Residents and tourists watched aghast, and emergency workers cordoned off the area around the St Peter and St Paul Cathedral, in the old centre of the city on the Loire River.
A City Hall official said the fire broke out Saturday morning inside the cathedral, and the cause is unclear.
Firefighters said the roof is not affected by the fire and was "under control".
They brushed aside comparisons with Notre Dame cathedral in Paris whose lead roof and spire burned down in April 2019.
The Nantes fire for many will bring back memories of that devastating blaze that threatened to topple the medieval monument.
"After Notre-Dame, the Saint-Pierre-et-Saint-Paul cathedral, in the heart of Nantes, is in flames. Support for our firefighters who take all risks to save this Gothic jewel of the city," French President Emmanuel Macron wrote on Twitter.
Saturday's fire broke the main stained glass windows between the two towers of the 15th century cathedral, which also suffered a serious fire in 1972.

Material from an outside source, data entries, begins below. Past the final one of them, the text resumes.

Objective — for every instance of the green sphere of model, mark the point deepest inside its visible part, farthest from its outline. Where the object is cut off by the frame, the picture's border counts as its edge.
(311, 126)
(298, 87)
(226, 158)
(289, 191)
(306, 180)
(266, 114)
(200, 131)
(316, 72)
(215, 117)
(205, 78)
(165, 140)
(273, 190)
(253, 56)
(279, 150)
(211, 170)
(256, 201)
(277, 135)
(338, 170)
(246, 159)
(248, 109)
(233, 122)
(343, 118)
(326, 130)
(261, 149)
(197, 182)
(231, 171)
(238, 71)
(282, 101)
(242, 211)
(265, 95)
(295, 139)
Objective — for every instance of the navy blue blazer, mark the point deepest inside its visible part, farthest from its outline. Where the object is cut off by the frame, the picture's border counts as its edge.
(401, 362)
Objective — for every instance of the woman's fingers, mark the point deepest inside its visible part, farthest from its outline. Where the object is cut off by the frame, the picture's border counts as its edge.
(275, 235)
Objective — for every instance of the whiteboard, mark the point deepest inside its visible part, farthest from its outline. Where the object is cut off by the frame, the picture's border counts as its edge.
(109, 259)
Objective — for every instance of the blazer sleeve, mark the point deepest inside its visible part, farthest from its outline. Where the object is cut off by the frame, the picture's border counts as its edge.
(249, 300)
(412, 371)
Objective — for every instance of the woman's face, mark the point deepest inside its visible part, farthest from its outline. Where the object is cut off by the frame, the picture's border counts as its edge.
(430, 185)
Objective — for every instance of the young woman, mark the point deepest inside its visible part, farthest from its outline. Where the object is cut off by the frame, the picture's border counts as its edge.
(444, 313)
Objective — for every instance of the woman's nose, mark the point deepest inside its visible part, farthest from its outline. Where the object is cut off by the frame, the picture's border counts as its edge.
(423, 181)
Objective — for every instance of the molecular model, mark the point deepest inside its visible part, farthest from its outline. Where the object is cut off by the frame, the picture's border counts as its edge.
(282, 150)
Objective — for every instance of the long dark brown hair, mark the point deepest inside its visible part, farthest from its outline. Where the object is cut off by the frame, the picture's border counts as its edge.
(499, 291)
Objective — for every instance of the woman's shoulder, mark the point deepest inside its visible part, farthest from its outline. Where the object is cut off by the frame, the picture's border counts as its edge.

"It is a part of our history, a part of our heritage" Nantes mayor Johanna Rolland told reporters.
"We all have these images in mind, this story in our hearts, but at this stage the situation does not seem to be comparable to that of 1972."
French prime minister Jean Castex and French interior minister Gerald Darmanin will be among officials travelling to Nantes on Saturday in reaction to the blaze.